Submitted by Ryan Barnett 2/27/2009
Distinguishing real human clients from automated clients who are interacting with your web application is critical in order to prevent a range of possible issues such as abuse of functionality, data scraping, brute force attacks or denial of service. Unfortunately, this type of client behaviour profiling to identify automated clients and then initiating an appropriate response is severely lacking in most of today's web applications.
One recent example of a company who has implemented some anti-automation function is Facebook with their "Friend Throttling" technology, where they have implemented a threshold on how quickly users are able to add friends. There are some who may think that this particular example seems a bit trivial and the outcome of an automated attack to exploit this issue may not negatively impact the site. To those folks, I have one word - SAMY. Don't forget that as this automated attack escalated, MySpace eventually was taken offline in order to fix the issues. Having a mission critical web application taken offline for any period of time can be devastating for many companies.

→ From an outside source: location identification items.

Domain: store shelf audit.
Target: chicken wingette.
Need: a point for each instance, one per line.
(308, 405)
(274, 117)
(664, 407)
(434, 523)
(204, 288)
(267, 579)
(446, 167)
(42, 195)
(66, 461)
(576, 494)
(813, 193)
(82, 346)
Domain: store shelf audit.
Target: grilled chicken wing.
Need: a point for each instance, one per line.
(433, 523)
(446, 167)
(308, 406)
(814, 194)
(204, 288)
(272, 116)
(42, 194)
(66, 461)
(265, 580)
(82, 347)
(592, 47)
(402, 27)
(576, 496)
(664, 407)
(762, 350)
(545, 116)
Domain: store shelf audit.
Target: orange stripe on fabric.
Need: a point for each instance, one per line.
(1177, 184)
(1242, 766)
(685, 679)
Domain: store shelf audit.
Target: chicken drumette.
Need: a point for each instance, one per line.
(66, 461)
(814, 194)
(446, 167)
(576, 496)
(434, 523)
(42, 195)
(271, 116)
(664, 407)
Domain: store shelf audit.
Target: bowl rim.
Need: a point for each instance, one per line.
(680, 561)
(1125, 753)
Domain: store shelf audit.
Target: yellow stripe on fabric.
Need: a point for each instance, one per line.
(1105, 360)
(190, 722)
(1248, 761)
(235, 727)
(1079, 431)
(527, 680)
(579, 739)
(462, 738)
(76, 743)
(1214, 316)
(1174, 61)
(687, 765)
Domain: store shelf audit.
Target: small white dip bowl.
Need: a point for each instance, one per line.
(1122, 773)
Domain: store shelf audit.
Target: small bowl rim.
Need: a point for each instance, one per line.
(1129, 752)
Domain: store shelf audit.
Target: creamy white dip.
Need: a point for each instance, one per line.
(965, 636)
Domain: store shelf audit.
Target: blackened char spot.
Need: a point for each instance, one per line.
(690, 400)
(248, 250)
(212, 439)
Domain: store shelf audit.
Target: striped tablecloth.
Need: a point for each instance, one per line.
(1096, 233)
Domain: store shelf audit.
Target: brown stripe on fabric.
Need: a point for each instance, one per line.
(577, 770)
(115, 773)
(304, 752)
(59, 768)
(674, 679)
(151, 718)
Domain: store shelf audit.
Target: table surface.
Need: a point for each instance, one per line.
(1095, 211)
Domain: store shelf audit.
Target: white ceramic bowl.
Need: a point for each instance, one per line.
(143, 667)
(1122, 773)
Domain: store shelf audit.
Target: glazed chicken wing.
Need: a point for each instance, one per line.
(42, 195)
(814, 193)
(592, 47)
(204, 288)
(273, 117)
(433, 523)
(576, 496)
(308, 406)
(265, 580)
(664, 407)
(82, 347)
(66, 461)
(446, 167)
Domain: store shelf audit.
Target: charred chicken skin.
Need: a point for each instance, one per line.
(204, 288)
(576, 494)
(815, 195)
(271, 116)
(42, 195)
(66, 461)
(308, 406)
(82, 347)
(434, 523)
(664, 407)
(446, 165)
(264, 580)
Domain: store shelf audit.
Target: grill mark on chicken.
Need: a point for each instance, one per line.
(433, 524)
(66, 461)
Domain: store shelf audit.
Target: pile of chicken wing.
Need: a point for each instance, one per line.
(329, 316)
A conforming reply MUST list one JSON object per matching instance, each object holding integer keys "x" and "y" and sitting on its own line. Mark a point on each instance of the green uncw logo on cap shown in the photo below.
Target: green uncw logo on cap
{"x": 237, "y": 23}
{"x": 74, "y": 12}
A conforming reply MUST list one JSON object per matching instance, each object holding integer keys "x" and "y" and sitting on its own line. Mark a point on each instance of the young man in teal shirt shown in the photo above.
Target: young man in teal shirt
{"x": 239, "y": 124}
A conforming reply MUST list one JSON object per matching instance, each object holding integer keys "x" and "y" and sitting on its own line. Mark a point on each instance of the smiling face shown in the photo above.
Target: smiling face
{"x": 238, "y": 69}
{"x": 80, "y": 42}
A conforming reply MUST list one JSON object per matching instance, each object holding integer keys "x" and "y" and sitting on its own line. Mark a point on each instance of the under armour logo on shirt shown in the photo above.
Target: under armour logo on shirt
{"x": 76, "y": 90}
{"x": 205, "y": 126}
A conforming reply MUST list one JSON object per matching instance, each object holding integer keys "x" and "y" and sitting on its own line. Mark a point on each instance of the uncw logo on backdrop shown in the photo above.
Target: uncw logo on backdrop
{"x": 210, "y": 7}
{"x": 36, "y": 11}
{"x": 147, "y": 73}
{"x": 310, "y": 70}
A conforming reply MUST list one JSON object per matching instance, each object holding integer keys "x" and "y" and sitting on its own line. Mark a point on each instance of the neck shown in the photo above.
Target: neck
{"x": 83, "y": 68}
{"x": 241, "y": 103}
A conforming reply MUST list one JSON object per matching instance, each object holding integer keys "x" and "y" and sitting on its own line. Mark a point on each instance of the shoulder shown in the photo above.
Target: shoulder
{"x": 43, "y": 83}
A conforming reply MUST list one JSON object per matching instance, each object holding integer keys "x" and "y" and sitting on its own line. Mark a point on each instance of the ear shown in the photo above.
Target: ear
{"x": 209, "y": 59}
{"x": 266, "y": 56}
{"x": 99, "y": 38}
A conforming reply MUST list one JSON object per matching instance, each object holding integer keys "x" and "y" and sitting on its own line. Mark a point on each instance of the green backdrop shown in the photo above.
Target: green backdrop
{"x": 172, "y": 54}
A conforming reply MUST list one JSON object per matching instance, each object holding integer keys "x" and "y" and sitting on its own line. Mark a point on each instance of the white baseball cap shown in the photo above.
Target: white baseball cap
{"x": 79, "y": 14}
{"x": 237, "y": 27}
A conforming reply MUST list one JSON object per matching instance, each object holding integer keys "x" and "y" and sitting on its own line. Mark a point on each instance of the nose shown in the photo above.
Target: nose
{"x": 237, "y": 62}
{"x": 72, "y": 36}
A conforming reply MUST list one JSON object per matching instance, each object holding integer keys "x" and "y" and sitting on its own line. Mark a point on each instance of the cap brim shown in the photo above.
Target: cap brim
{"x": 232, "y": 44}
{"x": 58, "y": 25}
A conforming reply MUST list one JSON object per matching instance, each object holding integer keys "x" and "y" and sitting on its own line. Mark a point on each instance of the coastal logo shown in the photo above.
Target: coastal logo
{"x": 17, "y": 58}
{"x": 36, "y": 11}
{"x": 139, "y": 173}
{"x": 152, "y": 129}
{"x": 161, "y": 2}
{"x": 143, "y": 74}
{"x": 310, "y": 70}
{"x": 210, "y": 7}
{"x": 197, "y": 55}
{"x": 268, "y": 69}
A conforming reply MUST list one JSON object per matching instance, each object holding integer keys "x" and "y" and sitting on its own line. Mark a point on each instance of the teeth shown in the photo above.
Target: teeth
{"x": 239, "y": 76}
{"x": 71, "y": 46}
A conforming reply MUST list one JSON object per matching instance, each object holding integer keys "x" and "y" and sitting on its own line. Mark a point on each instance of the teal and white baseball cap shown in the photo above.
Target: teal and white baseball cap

Anti-Automation defense needs more attention.
Organizations that have custom coded Java applications may add in detection capabilities by implementing the OWASP ESAPI code and then configuring the IntrusionDetector class to set arbitrary thresholds for access control. For those sites that either don't use Java or do not have direct access to the source code, you can move this logic upstream and implement the same access thresholds within a web application firewall.